Hadoop is a popular Parallel Computing System for Big Data, with the main feature of being cheap and able to scale out. However, “cheap” is limited to its hardware and software licensing, not the total cost. In terms of learning cost, development cost and management cost, Hadoop does not have advantage. In some cases, the hardware cost is not an advantage, either.
High learning costs. Hadoop has a huge ecosystem, including dozens of related products, such as MapReduce, HDFS, Hive, HBase, YARN, Zookeeper, Avro, JAQL, PIG, solr, mesos, Shark, stream and storm. The cost is high to get familiar with the steps required to deploy these products, to know their features and to understand the development methods.
It is not easy to pick up the right version of Hadoop for your product. The version of Hadoop is in a chaotic status, with two generations each including over a dozen of versions. Every version comes out with different new features. Among them the relatively stable versions are 0.20.x, 0.21.x, 0.22.x, 1.0.x, 0.23.x and 2.x, etc..
This is just the beginning.
As Hadoop is not mature enough, and not fully merchandized, users cannot stop learning after entering the development stage. In this way, they can identify products with bugs, or defective products and versions in a timely manner. Although there are commercial versions which are more mature, such as Cloudera or HorontWorks, they are not yet stable enough. In addition, before designing and development, don’t forget to learn the development framework of Hadoop, as its structure is very complex and require deep diving into the source codes to get the answers.

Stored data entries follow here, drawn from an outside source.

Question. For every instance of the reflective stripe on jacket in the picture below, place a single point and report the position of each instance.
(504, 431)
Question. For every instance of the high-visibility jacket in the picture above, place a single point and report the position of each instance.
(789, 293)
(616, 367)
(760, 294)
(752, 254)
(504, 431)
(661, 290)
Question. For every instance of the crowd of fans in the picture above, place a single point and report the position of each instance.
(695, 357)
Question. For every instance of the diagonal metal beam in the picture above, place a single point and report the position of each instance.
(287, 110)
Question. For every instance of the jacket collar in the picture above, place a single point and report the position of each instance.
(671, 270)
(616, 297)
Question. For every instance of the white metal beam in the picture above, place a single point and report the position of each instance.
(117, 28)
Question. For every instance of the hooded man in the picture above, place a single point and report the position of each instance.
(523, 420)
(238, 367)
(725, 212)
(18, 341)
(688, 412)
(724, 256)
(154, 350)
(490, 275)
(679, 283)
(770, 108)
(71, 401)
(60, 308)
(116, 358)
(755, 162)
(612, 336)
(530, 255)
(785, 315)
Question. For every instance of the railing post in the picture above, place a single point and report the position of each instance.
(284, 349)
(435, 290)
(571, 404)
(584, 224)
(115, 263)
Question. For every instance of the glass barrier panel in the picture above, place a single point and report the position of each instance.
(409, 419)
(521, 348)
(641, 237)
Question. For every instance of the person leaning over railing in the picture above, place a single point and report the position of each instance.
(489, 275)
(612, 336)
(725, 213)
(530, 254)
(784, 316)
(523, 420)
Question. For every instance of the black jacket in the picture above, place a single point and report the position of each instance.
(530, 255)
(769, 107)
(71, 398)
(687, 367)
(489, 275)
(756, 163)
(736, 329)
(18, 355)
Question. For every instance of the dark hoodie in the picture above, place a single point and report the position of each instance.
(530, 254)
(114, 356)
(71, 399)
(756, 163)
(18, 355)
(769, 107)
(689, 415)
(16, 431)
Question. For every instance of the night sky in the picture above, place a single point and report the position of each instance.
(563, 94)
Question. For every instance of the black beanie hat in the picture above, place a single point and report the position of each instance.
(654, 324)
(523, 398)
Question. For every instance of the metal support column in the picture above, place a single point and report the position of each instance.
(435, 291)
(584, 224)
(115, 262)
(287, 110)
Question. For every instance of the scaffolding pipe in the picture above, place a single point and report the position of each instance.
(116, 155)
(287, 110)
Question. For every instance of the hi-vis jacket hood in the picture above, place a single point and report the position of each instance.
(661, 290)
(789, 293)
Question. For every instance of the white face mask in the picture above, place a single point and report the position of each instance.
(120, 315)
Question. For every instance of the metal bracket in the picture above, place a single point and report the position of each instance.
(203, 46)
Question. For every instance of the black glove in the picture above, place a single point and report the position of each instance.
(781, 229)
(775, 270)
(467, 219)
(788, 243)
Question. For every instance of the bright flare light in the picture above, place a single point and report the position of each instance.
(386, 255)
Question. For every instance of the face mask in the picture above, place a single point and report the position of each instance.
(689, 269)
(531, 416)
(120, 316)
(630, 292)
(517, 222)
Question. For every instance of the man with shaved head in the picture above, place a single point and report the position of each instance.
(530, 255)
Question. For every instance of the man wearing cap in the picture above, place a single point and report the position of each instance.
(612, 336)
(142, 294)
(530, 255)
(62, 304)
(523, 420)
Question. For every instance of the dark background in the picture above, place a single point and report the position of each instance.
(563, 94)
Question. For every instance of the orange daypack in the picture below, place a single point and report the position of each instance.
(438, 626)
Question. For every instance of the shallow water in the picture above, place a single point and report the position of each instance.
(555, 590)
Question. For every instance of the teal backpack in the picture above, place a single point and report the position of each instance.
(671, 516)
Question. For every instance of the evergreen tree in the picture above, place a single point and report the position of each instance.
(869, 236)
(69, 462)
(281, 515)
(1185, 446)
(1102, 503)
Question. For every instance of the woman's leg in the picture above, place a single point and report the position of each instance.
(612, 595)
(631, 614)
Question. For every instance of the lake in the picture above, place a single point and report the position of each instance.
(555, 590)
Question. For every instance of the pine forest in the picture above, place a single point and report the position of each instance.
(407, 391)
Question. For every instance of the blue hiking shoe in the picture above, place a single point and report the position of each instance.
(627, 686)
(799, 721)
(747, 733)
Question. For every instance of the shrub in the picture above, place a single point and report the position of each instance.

High development costs. Hadoop is based on MapReduce programming. MapReduce lacks the underlying functions and is not good at computation. Specifically, in the case of computation functions for structured data, it offers none. It requires the programmer to implement these algorithms: filtering, statistics, unique value, intersection, sorting, ranking, comparison with previous period, comparison with the same period, the relative position computation, interval computation, etc. Each of these requires dozens or hundreds of lines of code to be written, and is difficult to be used elsewhere. Every time they need to be written for a new task.
To offset its weakness due to the lack of functions for structured data computation, Hive and other tools appeared, to add SQL-like characteristics to Hadoop. However, this kind of SQL-like functionality is quite limited, and still a long way to go as compared with window functions or stored procedures. Users are frequently forced to implement some functionality with MapReduce, where they cannot achieve with HiveQL.
In order to implement normal business logics in business computing, Hadoop users need to hire more experienced programmers, and build a luxury development team. It’s a high cost in terms of timeand labor. Even so, there are still a lot of complex business logics which are difficult to be implemented with Hadoop.
High hardware costs for small clusters.If the cluster size is small, for example when the machine number is less than ten, the hardware costs of Hadoop are sometimes higher than the database. The reason is that the strong fault tolerance feature of Hadoop tends to split the task into very small pieces, and distribute them to different nodes for handling. The intermediate results are stored in the file system. This results in high overhead for scheduling and high hard disk IO, lowering the performance.
More servers are needed to achieve the desired performance. The database are mainly for in-memory batch data computing with a much higher performance. With the same configuration a single database equals multiple Hadoop node machines, and sometimes at lower cost.
High management costs. Hadoop suffers from high hardware costs with small cluster. Only when the cluster is large enough, the hardware cost can be lowered. This is the core strength of Hadoop: cheap scale-out ability. Large clusters have low unit cost in terms of hardware, but the high management costs tend to offset this advantage. For example, the cost of electricity, which is usually ignored in small cluster scenario, now becomes very important. Large clusters mean large number of nodes, and huge energy consumption. This is why the data center is often located near the power plants.
Meanwhile, additional cost for data center space cannot be ignored, either. Large clusters need more racks, more room, more complex redundant power systems, which all translate into construction costs or room rentals. Finally, large clusters require more maintenance and management staff to operate, at high cost too.
Overall, Hadoop is not a low cost solution. Users should not be confused by its lower hardware costs. They should select a solution with lower total cost based on their specific requirements. Databases, open source or free software are all alternatives to be considered.
In places where the costs of electricity, space and labor are high, users can consider using database. In addition to the cost saving in data center construction, the learning and development costs for database are much lower than Hadoop.
If a user wants to do real-time analysis on large data stream, open source project Hydra is a better choice.Its underlying architecture are designed for stream data, such as log files, etc. The performance is higher than Hadoop.
For mid and small sized clusters, free software esProc is a better choice.It has low cost and is good at business computing with complex business rules. Its performance is several times higher than Hadoop.
In short, we should bear in mind what Hortonworks’ CTO Eric Baldeschwieler said about costs: hardware costs account for only 20% of total costs for a Hadoop data center.